Mightier Than the Sword: Uncle Tom’s Cabin and the Battle for America
By David S. Reynolds

While President Lincoln’s alleged quip to Harriett Beecher Stowe—“Is this the little woman who made this great war?”—may or may not be apocryphal, David S. Reynolds calls it “the most famous statement ever made about Uncle Tom’s Cabin.” He promises “a thoroughgoing reassessment that gives [the novel] the full measure of its rich cultural background and its enormous impact.”

Thus his book is a mix of literary criticism and social history, with some apt biography thrown in. Intriguingly and respectfully, he probes Stowe’s psyche to reveal a woman who was at once a writer, housewife, breadwinner, hypochondriac, serial mother (at least eight pregnancies), spiritualist, zealot, devout Christian, and religious reformer. In his telling, she seems a figure of uncommonly broad acquaintance, deep sensitivity, and grit.

Reynolds argues that what made the diminutive writer unique was the combination of qualities that plaited her character and seized the reading public’s imagination. This fabric of personality and popularity created a book that was praised and damned, respectively, by many influential abolitionists and slavers alike for fanning the embers that ignited in the Civil War.

What is perhaps more surprising is the novel’s reach in terms of time, media, and geography. While its influence was felt as far away as Russia, where the serfs were freed the same year as America’s slaves, withal, Uncle Tom’s Cabin is still being read—and written about—today. (W. W. Norton, 352 pages, $34.50)


The Idea of America: Reflections on the Birth of the United States
By Gordon S. Wood

Many voices in our national debates habitually shout that “the Founding Fathers believed” X or Y or Z. Well, they did and they didn’t, as Gordon S. Wood demonstrates in this collection of nuanced, elegant essays. The one big takeaway from these pieces (some new, some dating back half a century) is that the founding of the Republic was no simple event. Nor were the founders simpletons.

While Wood acknowledges that “no single historian can know everything; thus the debates over our various historical explanations for the Founding or any other great event in our past will never cease,” it’s hard to imagine a historian better trained to write on this subject. The Alva O. Way University Professor and Professor of History Emeritus at Brown University, he is author of The Radicalism of the American Revolution and The Creation of the American Republic, 1776–1787.

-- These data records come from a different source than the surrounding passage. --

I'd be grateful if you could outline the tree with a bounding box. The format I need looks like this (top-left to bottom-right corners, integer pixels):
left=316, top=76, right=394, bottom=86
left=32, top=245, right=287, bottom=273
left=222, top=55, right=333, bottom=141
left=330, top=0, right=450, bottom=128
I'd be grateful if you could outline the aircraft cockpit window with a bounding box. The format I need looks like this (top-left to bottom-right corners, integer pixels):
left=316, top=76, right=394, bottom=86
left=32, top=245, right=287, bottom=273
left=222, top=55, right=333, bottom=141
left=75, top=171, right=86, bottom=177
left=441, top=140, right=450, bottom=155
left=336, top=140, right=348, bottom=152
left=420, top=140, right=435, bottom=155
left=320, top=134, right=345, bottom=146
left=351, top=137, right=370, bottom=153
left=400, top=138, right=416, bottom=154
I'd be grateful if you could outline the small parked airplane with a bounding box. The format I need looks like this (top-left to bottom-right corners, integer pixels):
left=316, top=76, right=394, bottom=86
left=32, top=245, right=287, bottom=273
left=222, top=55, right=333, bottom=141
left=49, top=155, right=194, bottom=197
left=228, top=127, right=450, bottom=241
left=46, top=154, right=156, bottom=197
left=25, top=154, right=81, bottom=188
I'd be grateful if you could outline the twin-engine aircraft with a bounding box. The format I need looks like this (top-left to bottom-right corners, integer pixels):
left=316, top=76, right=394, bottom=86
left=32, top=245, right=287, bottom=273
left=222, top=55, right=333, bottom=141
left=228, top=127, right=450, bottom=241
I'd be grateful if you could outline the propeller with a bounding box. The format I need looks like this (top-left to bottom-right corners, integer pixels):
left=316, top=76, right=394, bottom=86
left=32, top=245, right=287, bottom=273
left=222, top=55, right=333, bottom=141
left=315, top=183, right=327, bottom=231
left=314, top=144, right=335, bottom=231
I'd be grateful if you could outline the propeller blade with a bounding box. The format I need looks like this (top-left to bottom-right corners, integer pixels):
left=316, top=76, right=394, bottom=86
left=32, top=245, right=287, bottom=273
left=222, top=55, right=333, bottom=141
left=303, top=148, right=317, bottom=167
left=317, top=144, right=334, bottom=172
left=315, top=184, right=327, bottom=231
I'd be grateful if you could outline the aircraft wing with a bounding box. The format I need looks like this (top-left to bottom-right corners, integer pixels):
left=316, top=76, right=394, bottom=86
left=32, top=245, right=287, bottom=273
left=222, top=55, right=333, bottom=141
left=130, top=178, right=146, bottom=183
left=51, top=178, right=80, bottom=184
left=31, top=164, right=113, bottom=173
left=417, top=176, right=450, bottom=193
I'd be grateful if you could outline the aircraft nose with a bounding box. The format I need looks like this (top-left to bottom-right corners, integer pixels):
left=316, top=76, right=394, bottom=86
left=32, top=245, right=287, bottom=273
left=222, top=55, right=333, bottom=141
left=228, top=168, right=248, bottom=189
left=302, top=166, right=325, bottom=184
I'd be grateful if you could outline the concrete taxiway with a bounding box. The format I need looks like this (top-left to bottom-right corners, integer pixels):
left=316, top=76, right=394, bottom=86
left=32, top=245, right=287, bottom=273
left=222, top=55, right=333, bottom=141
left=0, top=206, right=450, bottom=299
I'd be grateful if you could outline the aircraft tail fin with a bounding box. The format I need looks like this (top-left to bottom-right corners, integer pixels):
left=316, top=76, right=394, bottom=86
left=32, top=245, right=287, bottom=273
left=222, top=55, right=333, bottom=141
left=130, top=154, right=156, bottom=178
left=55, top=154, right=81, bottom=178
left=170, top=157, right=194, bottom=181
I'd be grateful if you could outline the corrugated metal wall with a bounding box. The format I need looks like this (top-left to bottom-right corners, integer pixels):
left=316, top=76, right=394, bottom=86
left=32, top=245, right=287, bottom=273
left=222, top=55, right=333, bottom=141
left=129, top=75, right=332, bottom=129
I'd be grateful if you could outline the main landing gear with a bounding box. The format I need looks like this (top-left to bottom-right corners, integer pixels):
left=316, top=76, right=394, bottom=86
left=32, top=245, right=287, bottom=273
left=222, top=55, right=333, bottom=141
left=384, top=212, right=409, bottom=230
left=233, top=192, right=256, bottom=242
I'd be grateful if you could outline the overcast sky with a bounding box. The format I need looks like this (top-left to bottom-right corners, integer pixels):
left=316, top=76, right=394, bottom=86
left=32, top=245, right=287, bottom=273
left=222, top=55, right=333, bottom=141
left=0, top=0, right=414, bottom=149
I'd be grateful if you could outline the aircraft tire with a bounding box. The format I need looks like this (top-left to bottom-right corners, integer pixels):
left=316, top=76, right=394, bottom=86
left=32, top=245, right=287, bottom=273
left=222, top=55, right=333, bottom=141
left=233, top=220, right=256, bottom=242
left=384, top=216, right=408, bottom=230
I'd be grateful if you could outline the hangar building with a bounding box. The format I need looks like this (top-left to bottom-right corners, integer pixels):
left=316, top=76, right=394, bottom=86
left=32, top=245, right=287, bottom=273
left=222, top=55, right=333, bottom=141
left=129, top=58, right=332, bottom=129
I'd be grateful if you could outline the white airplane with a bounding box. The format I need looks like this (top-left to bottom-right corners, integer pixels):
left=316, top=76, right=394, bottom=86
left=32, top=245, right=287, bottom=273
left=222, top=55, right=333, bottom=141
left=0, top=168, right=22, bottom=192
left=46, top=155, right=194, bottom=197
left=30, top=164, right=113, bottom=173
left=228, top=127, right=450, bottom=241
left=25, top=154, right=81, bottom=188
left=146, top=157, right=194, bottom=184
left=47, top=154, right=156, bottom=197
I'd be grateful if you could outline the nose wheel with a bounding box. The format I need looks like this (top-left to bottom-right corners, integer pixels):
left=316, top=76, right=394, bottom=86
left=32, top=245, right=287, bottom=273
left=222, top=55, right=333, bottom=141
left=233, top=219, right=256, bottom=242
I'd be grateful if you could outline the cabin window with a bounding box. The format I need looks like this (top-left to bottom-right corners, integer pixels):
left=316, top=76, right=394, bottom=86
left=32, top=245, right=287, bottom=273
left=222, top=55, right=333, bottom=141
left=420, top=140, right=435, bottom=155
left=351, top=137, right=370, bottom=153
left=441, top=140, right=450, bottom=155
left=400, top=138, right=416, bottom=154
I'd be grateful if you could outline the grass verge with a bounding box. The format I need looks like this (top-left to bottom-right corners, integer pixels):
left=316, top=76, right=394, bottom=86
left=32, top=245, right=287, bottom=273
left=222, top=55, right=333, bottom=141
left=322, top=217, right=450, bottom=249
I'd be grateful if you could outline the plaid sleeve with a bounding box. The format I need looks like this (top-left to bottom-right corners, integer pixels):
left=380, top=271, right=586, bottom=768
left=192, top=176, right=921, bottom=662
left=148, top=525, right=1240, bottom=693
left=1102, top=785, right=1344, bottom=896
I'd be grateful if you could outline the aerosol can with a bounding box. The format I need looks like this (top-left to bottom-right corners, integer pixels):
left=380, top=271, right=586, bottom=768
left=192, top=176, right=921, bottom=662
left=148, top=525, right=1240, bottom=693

Wood’s own simplest statement is his belief that the American Revolution “is the most important event in American history, bar none. . . . The Revolution, in short, gave birth to whatever sense of nationhood and national purpose we Americans have had.” Amen to that, although be advised that many of his arguments must be wrestled with like Jacob’s angel, and rest assured that it’s worth the intellectual struggle. Take his notion that “all in all, colonial Americans did not have much to revolt against; their revolution seemed to be essentially a mental shift, an intellectual adjustment to what had already taken place over the previous century or more. . . . The Americans were born free and equal and thus, as Tocqueville had written, did not have to become so. The American Revolution therefore became a peculiarly conservative affair, an endorsement and realization, not a transformation of the society.”

Or consider his statement that “once a new idea is expressed and becomes reasonably acceptable to many people, it can spawn new and sometime unexpected behavior.” Example: in The Federalist No. 78, when Alexander Hamilton argued that judges are as much the people’s agents as legislators are, he was only making a case for judicial review of laws. The idea took on a life on its own, however, morphing into an argument for the election of judges in Andrew Jackson’s time; today 39 states elect judges. “This was a development that Hamilton could never have imagined and would have been appalled by,” write Woods, “yet he helped produce it.”

In fact, continues Woods, “There was not in 1787–1788 one ‘correct’ or ‘true’ meaning of the Constitution. The Constitution meant whatever the Federalists or the Anti-Federalists could convince the country to accept. That is why the debate over the Constitution was so important.”